It's been nearly a month now since we left Japan. To be honest, it feels like we just woke up from a dream. In the few days since we arrived here in New Zealand, we would ask each other: "Did that really happen? Did we really go on holiday in Japan?" It seems so unreal and yet we have proof it happened - the videos and photos, souvenirs, snacks, Pokemon cards, gachapon toys. It really did happen! And with a twinge of sadness we recall our walks around towns, our visits to the konbini, trying out yummy food.... even fastfood was an experience.
As I mentioned in my previous post, my first interaction with Japanese culture was when I was still a kid in the 70s. Super Robots were a huge thing then, and Voltes 5 was the most popular, followed by Mazinger Z, UFO Grendaizer, Getta Robot, Mekanda Robot, Jeeg the Steel Robot... then they were banned (due to violence?) and replaced by cutesy anime such as Ron Ron the Flower Girl and Candy Candy. I remember there was also Paul in Fantasty Land which I loved so much. Then of course there's Astro Boy!
In the documentary side of things, there was Japan Screen Topics which was my introduction to how life was like in Japan. I was mesmerized.
In grade school I also learned origami and enjoyed this hobby. In high school I tried to do a bit of bonsai.
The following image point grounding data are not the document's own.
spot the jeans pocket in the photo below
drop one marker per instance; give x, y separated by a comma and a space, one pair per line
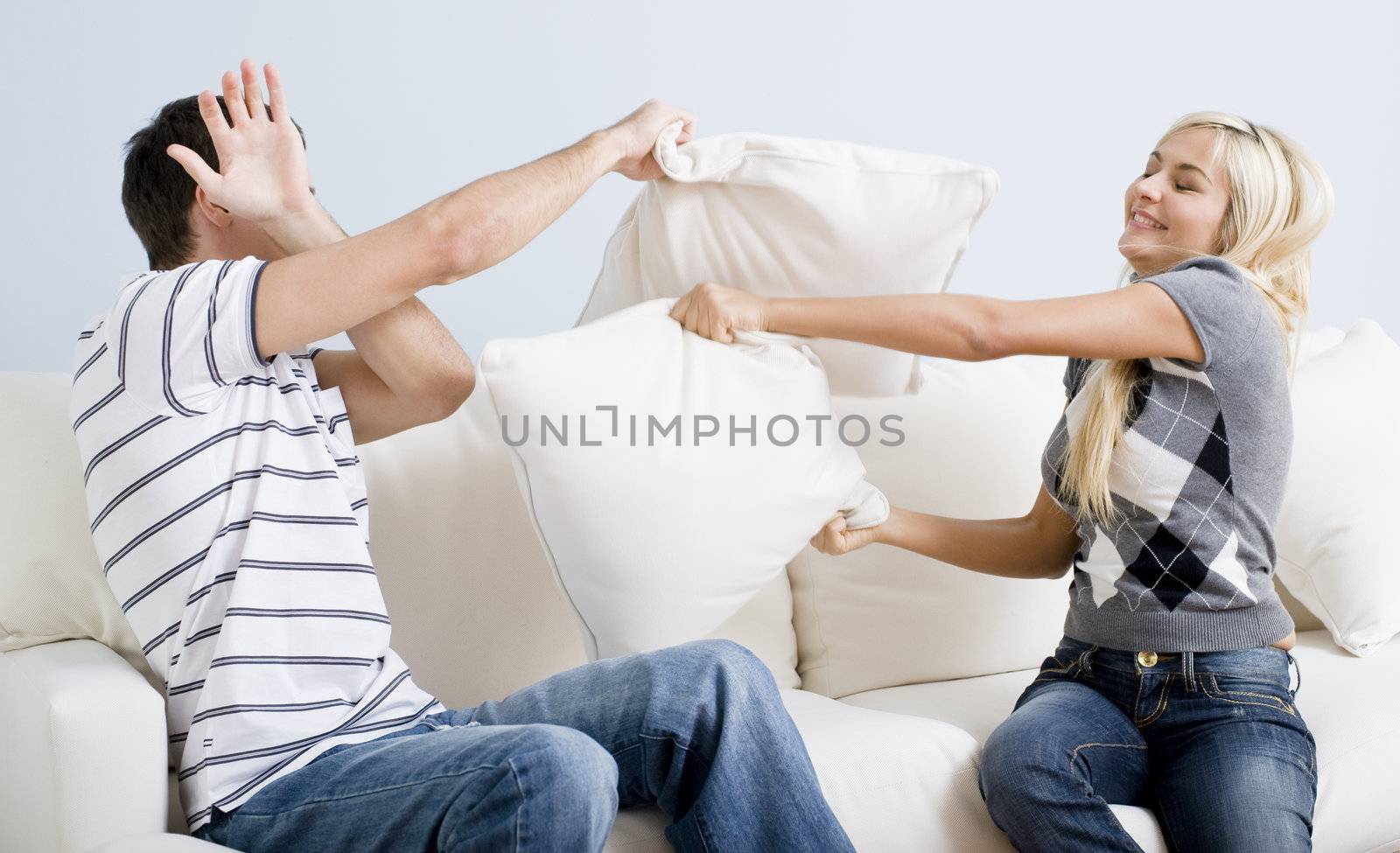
1059, 667
1248, 689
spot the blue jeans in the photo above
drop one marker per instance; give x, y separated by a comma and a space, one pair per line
697, 729
1211, 741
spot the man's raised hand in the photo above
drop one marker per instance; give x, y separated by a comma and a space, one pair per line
262, 161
In university, there was a magazine called Pacific Friend which had full-colour pages or Japan scenery and culture. I would read and re-read those magazines!
It's been my dream to visit Japan one day, and last year it just happened. And it was such an amazing experience. We rode the trains, walked to sites of interest, braved the cold winter weather (which admittedly, was ok for us - I actually over-packed thermals which we did not use), had so much fun with gachapon machines, and enjoyed trips to the convenient stores at the start and at the end of the day.
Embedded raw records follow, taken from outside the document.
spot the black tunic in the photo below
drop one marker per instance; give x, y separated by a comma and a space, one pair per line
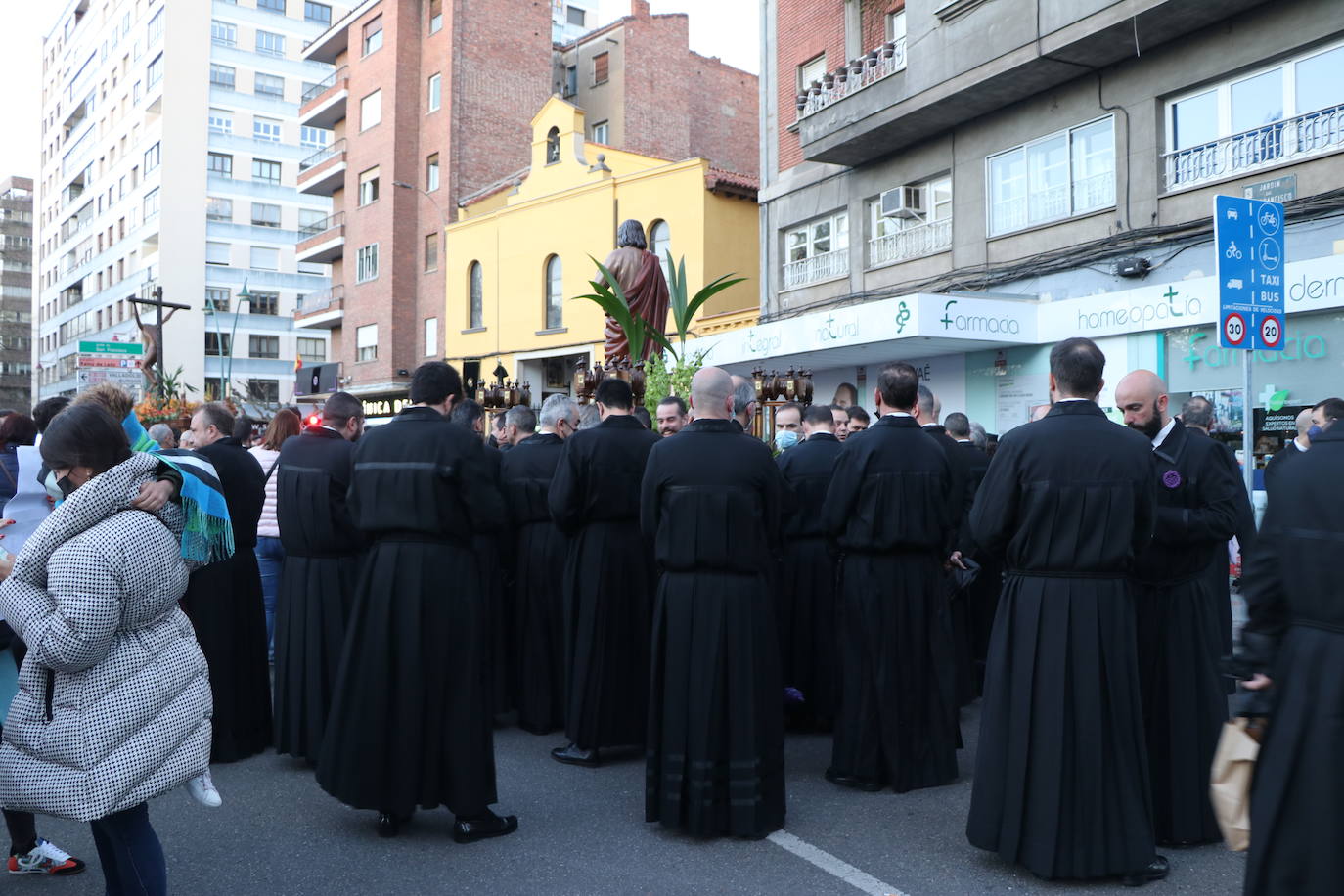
223, 601
1062, 767
539, 553
888, 511
1181, 630
607, 582
410, 719
323, 554
715, 740
1292, 587
805, 608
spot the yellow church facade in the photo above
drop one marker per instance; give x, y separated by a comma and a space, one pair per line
523, 250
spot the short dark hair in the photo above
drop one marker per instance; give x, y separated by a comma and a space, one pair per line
85, 435
434, 383
818, 414
218, 416
898, 385
957, 424
614, 392
1077, 364
18, 428
47, 409
340, 409
675, 399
My grasp of the Japanese language was sketchy at best but we managed. There were lots of things that Instagram tried to educate us as we prepared for the trip, but some were not true at all. For example, influencers would say it's such a hassle to top up your Suica card (for train fare) and that it's best to download the app - which is available only on the iPhone. So there would be insta clips about iPhone users waiting listlessly while Android users go to a machine to charge up their card. They imply that it's such a long wait and a hassle. That wasn't true at all. Charging up the card was fast and easy.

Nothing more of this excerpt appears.